Arthus jeta un coup d'œil dans la mansarde. Hormis le panier de Rouquin contre un mur, tout le matériel de jardinerie avait disparu. Essam avait donc planifié cette « rencontre » à l'abri des regards.
— Dans un combat injuste, lâcha Jia. Arthus est asthmatique.
— Tu sais t'y prendre pour te cacher derrière les jupes d'une fille !
La phrase, plus que le mépris de l'adversaire, frappa Arthus comme un premier crochet du droit. Des images défilèrent dans sa tête : Perrine qui s'occupait de lui à l'atelier et effectuait toutes ses courses, Melinah demandant régulièrement de ses nouvelles, Fanny toujours aux petits soins pour ses repas et son repos. Jusque Jia à cet instant. Comment avait-il pu être aveugle ?
Il repoussa son amie d'une main.
— Je ne suis pas un lâche, je te le prouverai !
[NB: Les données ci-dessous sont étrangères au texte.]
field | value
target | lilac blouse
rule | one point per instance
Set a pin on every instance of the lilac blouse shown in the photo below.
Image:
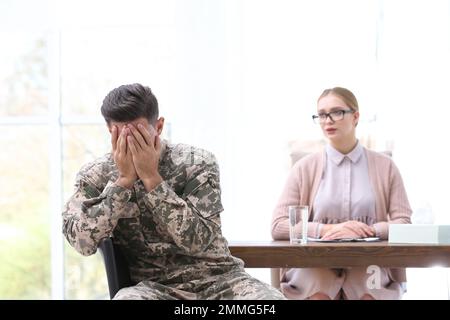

— Nous verrons à l'usure. Si je lui donne le droit d'utiliser son inhalateur, le combat redevient équilibré d'après nos règles, jeta ensuite Essam à Jia.
Elle opina à contrecœur avant de se poster contre un mur.
— Pas de coup fourré, arrêt du duel dès le premier KO. Au moindre manquement, je te dénonce au centre.
Les deux pilotes se jaugèrent, le code des Hirondelles imprimé en lettres dorées entre eux. Le rictus ironique d'Essam déployait une menace sur la tête de la jeune femme. Puis l'adversaire s'inclina :
— Tu n'en auras pas besoin, mais je ne garantis pas qu'il ne termine pas paralysé.
— C'est un risque pour vous deux.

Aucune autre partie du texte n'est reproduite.